RG, 02.07.1918 - II 03/18
Inwiefern wird für Geschäftsschulden eines geschäftsunfähigen Einzelkaufmanns durch die Anmeldung zum Handelsregister, daß der Anmeldende als persönlich haftender Gesellschafter in das Geschäft eingetreten sei, oder durch eine ähnliche der Öffentlichkeit gegenüber abgegebene Erklärung eine Haftung begründet?
Gründe
... "Nach dem feststehenden Sachverhalt hat Nathan Woy. das ihm vom Kläger durch Vertrag vom 4. Juni 1907 mit allen Aktiven und mit der Firma Paul R. Wa. verkaufte und übertragene (Möbel-) Abzahlungsgeschäft einige Wochen lang allein fortgeführt und es sodann durch Vertrag vom 9. Juli 1907 mit der Firma und mit allen Aktiven und Passiven in die von ihm und M. gegründete offene Handelsgesellschaft eingebracht, als deren geschäftsführender Gesellschafter M. es in der bisherigen Weise weitergeführt hat.
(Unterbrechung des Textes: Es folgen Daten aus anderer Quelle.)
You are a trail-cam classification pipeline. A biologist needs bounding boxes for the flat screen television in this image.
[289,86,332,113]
Nachdem darauf Nathan Woy. am 2. April 1908 gestorben und von der noch nicht 7 Jahre alten Beklagten allein beerbt worden war, hat diese, vertreten durch ihre Mutter, durch den vormundschaftsgerichtlich genehmigten Vertrag vom 27. Mai 1908 mit M. vereinbart, daß die durch Nathan Woy.s Tod aufgelöste offene Handelsgesellschaft unter den bisherigen Bedingungen von ihr und M. so fortgesetzt werden solle, wie wenn eine Auflösung der Gesellschaft nicht eingetreten wäre, und die Vertragsschließenden haben zum Handelsregister angemeldet, daß Nathan Woy. gestorben sei, daß die Gesellschaft zwischen M. und der Beklagten als der alleinigen Erbin Nathan Woy.s unter den alten Bedingungen fortgesetzt werde, und daß M. allein zur Vertretung der Gesellschaft berechtigt sei. Dementsprechend ist die Eintragung in das Handelsregister erfolgt und das Geschäft bis zum 7. September 1908, dem Tage der Veräußerung an L., von der Gesellschaft weiterbetrieben worden.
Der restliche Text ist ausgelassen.